Depuis la réunion de juin, les données de la zone euro ont globalement surpris à la hausse, avec une activité économique légèrement plus soutenue et une inflation plus modérée. Malgré la recrudescence des tensions au Moyen-Orient et les pressions à la hausse sur les prix de l'énergie, nous restons en deçà des hypothèses de base formulées en juin et les signes d'effets de second tour restent limités.
La présidente de la BCE, Christine Lagarde, ne devrait pas donner beaucoup d'indications sur l'orientation future de la politique monétaire, afin de conserver un maximum de flexibilité pour les prochaines réunions. Elle devrait souligner le degré élevé d'incertitude qui pèse sur les perspectives et réaffirmer que la politique monétaire dépendra des données économiques et sera définie réunion par réunion.

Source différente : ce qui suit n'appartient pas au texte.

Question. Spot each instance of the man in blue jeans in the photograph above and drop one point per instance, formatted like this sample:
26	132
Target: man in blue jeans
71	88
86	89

Au-delà de la semaine prochaine, l'évolution de la situation au Moyen-Orient et son impact sur les prix de l'énergie resteront des facteurs clés pour les perspectives politiques. Une nouvelle hausse des taux en septembre ne peut être exclue lors de la publication des projections actualisées des services de la BCE. Les marchés anticipent toujours un resserrement supplémentaire d'environ 44 points de base d'ici fin 2026.